Add overlay that accelerates path lookup on nodes #169

Closed adamnovak closed 1 year ago

adamnovak commented 1 year ago

This adds a PackedReferencePathOverlay which, in addition to what the PackedPositionOverlay does, speeds up for_each_step_on_handle() by keeping a mapping from node ID to step rank in each path's assigned PackedPositionOverlay index object.

To actually do the query, we still have to poll all the indexes which got generated in parallel; we're not creating one big mapping from node ID to relevant index. I'd like to avoid having to do any single-threaded work like that over the whole graph, because that sort of thing was too slow and we had to move to index the different paths in parallel.

I'm doing some profiling to see if this is good enough or if I really do want to coalesce the lookup tables or add another global lookup table.

adamnovak commented 1 year ago

This will fix #168

adamnovak commented 1 year ago

I did some Callgrind profiling of vg deconstruct with https://github.com/vgteam/vg/pull/3774 and it looks like now for_each_step_on_handle_impl() is about 0.03% of the actual deconstruction time. By contrast, 42% of the time is going into get_path_handle_of_step() because that has to do a locate, and 37% of time is going into locates under GBWTTraversalFinder::find_gbwt_traversals(). We're also spending like 15% of our time doing zstd stuff for no reason I can see; I think vcflib is using it to compress stuff in memory?

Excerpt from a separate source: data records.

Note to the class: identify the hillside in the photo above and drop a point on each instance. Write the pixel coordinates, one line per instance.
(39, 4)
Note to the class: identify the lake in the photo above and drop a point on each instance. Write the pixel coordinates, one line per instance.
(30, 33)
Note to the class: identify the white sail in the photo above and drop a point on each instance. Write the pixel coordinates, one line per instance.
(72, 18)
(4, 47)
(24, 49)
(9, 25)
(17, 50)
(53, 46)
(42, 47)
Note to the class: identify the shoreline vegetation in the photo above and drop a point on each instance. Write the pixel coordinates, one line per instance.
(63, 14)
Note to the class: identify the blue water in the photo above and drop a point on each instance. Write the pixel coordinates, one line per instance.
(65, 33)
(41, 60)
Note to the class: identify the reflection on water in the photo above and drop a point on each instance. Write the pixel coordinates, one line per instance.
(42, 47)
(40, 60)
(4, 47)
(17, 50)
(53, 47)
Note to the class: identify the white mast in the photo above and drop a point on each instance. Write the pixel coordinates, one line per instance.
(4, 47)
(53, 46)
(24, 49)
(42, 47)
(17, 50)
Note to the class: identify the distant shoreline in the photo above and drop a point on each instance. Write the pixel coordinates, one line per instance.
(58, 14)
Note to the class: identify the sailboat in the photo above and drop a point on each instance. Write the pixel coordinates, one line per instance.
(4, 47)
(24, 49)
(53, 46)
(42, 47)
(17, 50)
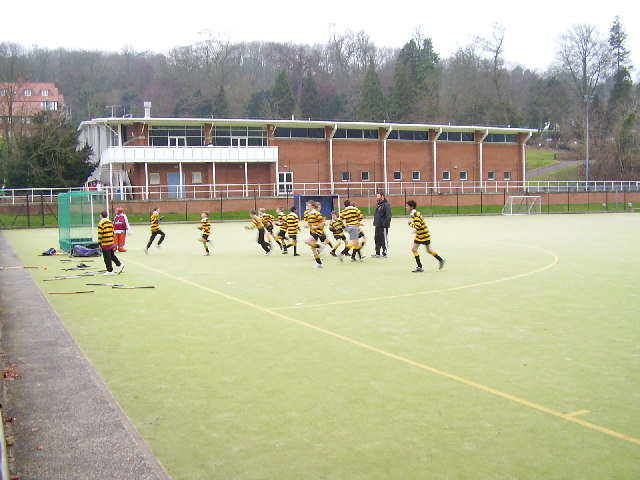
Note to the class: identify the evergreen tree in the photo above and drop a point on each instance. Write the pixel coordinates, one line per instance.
(220, 105)
(621, 94)
(47, 156)
(415, 78)
(309, 99)
(402, 95)
(258, 105)
(628, 147)
(282, 97)
(617, 39)
(373, 105)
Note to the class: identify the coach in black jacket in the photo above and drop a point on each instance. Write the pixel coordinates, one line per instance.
(381, 221)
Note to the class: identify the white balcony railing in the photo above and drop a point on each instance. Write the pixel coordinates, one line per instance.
(189, 154)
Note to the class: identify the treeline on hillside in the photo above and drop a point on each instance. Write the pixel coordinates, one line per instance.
(350, 78)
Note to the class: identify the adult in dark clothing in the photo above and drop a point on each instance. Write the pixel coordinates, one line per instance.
(381, 222)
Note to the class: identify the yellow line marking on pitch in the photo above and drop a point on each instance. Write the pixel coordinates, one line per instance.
(407, 361)
(579, 412)
(554, 261)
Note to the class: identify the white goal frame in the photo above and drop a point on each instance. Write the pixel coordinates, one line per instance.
(522, 205)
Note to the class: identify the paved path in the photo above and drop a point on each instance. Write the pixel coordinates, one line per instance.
(552, 168)
(67, 425)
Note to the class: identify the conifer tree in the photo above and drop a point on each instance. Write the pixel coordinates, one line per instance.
(373, 105)
(282, 97)
(309, 100)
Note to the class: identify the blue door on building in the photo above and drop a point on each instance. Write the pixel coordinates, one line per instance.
(176, 187)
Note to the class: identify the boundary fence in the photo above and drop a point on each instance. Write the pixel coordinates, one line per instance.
(38, 208)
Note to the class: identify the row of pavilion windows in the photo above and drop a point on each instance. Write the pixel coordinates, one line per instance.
(226, 136)
(196, 177)
(416, 176)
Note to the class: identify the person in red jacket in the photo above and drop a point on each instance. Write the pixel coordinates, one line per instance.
(120, 229)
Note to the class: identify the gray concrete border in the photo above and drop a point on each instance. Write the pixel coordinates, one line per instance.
(65, 422)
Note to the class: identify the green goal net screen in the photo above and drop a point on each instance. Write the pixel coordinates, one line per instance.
(78, 216)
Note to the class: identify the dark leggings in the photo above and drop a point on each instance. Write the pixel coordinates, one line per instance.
(154, 235)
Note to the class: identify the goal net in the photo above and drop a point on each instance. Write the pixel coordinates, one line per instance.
(78, 216)
(522, 205)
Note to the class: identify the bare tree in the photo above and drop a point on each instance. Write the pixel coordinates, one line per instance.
(584, 61)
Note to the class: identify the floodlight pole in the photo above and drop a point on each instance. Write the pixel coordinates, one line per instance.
(587, 99)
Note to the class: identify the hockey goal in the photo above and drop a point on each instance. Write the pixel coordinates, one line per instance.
(522, 205)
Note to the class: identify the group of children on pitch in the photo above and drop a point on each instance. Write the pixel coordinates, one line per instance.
(111, 235)
(347, 224)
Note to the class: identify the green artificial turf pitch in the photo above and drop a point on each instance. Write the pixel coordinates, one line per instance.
(519, 360)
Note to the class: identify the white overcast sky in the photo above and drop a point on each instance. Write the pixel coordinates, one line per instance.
(531, 29)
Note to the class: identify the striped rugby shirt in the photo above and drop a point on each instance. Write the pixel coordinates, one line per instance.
(418, 223)
(351, 216)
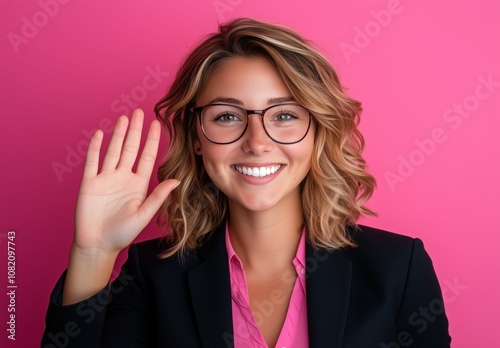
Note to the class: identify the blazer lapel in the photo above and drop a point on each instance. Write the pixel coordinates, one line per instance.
(210, 289)
(328, 285)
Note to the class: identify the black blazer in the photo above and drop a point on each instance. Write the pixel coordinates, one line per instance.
(383, 293)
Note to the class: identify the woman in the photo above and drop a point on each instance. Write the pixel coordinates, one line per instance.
(266, 183)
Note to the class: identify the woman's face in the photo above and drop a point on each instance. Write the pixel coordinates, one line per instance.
(253, 83)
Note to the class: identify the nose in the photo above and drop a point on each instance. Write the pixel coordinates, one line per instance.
(255, 140)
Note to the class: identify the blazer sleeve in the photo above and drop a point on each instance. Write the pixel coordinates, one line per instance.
(117, 316)
(422, 319)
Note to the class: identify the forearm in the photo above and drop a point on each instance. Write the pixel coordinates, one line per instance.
(88, 273)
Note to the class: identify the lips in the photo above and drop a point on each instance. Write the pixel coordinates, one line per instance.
(258, 172)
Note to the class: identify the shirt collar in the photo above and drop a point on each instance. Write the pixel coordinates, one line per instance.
(300, 256)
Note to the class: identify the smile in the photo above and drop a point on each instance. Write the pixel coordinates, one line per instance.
(258, 172)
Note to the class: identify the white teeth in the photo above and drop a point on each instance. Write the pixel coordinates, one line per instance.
(258, 172)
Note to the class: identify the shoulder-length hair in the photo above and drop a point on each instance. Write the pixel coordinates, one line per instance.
(337, 187)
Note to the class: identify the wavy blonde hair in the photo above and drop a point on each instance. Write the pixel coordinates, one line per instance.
(337, 187)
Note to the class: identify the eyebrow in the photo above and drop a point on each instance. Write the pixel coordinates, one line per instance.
(270, 101)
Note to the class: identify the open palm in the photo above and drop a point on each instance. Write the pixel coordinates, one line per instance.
(113, 206)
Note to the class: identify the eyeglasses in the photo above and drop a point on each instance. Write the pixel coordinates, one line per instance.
(226, 123)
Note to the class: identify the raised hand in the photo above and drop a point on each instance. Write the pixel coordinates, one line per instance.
(113, 206)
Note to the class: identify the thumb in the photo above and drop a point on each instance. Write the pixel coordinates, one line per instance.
(151, 205)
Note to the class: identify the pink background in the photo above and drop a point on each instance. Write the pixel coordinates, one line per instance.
(431, 122)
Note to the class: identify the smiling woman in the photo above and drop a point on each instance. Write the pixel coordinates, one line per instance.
(261, 189)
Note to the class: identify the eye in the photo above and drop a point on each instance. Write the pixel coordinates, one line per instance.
(285, 117)
(227, 117)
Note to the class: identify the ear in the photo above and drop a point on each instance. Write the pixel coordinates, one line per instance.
(197, 147)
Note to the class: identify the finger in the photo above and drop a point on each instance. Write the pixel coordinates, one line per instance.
(133, 140)
(148, 156)
(115, 145)
(151, 205)
(92, 159)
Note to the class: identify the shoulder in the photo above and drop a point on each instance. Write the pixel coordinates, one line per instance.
(370, 240)
(386, 251)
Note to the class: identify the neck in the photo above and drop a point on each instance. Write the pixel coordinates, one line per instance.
(266, 241)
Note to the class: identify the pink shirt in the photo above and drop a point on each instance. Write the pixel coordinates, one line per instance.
(246, 332)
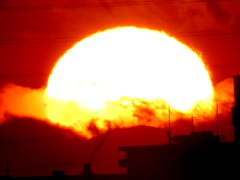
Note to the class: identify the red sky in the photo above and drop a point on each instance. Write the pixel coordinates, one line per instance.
(34, 34)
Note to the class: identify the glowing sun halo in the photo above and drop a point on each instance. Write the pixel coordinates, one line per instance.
(125, 62)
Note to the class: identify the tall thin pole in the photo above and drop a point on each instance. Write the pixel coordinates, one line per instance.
(7, 166)
(192, 123)
(217, 118)
(169, 117)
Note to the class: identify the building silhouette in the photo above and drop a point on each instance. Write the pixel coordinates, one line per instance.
(199, 155)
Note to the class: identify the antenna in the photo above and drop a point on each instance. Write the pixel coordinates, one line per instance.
(217, 118)
(169, 117)
(7, 166)
(192, 123)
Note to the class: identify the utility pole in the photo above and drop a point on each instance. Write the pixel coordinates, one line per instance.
(7, 167)
(192, 123)
(217, 118)
(169, 118)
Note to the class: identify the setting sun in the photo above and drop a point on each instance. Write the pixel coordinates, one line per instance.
(105, 78)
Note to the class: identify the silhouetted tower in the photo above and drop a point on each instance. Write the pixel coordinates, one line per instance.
(236, 109)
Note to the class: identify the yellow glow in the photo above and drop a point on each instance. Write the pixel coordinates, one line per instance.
(100, 77)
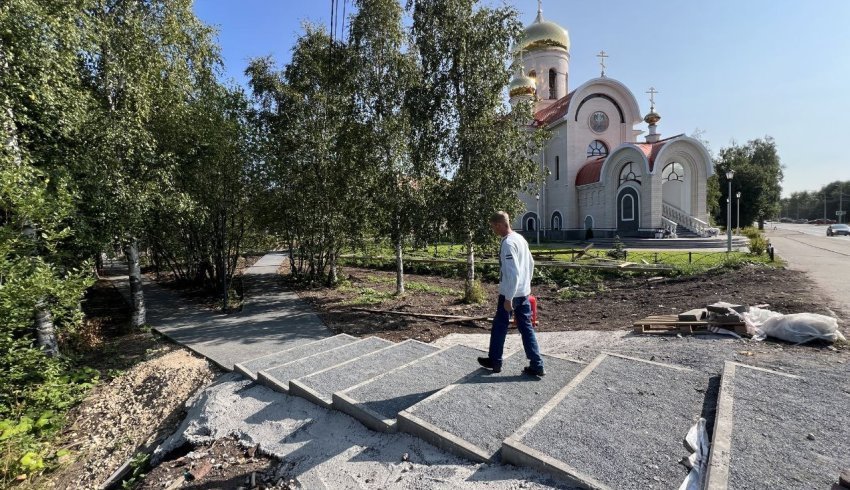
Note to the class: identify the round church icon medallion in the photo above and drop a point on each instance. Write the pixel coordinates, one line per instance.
(599, 121)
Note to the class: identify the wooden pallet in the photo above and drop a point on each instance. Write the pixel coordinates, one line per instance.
(670, 324)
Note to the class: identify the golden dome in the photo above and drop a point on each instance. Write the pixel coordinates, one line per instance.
(544, 34)
(652, 118)
(521, 85)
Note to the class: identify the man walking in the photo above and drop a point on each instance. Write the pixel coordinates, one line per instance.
(516, 268)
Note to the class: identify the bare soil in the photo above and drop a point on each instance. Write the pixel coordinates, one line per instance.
(145, 382)
(610, 305)
(222, 464)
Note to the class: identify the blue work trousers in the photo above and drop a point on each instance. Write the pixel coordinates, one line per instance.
(501, 322)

Anyway, I think my polling design is fine, and if we want to speed things up further we'd want to accelerate get_path_handle_of_step() somehow.

I'll go ahead and clean this up and merge this in, and then we can see if it's worth it to try and speed up step-to-path queries.

glennhickey commented 1 year ago

Awesome! Once it's merged, I'll test it on a more substantial graph.